Белое и черное, 27 сентября 324 года
В Старом городе на улице Стеклодувов, на заднем дворе пропахшей чесноком таверны, где за липкими от вина столами пили дешевое халкидское, играли в кости и распевали пошлые песенки ремесленники и мелкие торговцы, имелись два зала и поблагородней. В одном из них на высоких ложах, покрытых истертыми коврами, друг против друга возлежали Элпидий и Панатий. Перед ними на столе стоял кувшин с вином, блюдо с тонко нарезанной головкой сыра, фиги и оливки в масле.
Владелец солидного куска земли с виноградниками и оливами, любитель ученого общества, редкозубый, с белесыми вьющимися волосами и наметившейся лысиной, широкий в кости, с маленьким животиком, заботливо уложенным рядом, добряк Патаний выглядел старше своих тридцати. Впав в благодушие после двух-трех чаш вина, он рассказывал Элпидию о сборе оливок, о том, что пшеница в этом году пойдет не меньше чем по золотому за десяток мер, и о том, что курия, привыкшая перекладывать все тяготы на плечи горожан, взимает новый налог для даров императору Константину и снаряжения посольства, которое отправится скоро к нему в Никомедию.
Элпидий слушал друга молча и изредка вздыхал.
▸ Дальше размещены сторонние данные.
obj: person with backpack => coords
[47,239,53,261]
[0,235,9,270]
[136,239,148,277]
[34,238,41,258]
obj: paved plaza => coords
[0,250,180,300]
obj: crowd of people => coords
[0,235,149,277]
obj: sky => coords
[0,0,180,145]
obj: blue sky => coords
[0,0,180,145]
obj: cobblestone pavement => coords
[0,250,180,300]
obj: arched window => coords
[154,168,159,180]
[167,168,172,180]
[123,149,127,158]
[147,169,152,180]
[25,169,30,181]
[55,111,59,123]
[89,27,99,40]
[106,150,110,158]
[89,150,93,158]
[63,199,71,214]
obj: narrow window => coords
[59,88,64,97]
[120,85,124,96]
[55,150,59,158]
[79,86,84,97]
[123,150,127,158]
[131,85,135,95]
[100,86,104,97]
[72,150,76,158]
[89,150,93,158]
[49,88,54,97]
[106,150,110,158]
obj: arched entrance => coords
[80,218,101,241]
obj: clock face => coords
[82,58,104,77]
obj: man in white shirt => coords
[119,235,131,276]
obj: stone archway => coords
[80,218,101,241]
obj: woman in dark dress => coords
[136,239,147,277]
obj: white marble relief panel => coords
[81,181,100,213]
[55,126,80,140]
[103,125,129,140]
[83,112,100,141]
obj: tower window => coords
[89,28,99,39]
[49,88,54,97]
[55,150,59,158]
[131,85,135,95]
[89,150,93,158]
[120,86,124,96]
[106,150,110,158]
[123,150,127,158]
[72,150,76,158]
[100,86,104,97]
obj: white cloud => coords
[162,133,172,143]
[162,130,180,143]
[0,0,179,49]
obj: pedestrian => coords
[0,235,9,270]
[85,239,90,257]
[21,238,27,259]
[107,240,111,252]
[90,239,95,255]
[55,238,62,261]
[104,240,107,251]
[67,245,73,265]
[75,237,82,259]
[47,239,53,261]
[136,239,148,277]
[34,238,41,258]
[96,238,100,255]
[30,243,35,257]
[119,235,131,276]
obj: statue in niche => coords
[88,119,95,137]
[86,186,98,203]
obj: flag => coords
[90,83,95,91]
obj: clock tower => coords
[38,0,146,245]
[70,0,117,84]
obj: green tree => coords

Панатий, заметив это, поставил чашу на стол.
– Что с тобой, друг? Ты так вздыхаешь, будто разорился или болен.
Элпидий удрученно посмотрел на него.
– Ни то, ни другое, а худшее.
– Так что же может быть хуже этих двух несчастий? – искренне удивился Панатий.
Философ горестно вздохнул.
– Я погиб, друг.
– Что, прямо так и сразу? Давай допьем вино! – колыхнул животом Панатий и, посерьезнев, добавил, – В чем дело?
– Меня поразил Эрот, – печально кивнул ученик Ямвлиха.
– Несчастный! Эрот, Эрот, – заворчал недовольно Панатий, – ты знаешь, что он – этот Эрот? Нет? А!.. Он как чума! Подкрадывается к тебе незаметно, дышит в затылок – и вот ты уже в трупных пятнах. Поверь мне друг, Эрот – убийца! Гони его взашей!
Панатий откашлялся и пропел огрубевшим от выпитого голосом из какой-то народной песенки:
– Курносый мальчишка Эрот! Если посмеешь в меня стрельнуть из дитячьего лука – кудри тебе надеру! Поплачься, пойди к своей мамке!
Элпидий выслушал приятеля с напряженным вниманием.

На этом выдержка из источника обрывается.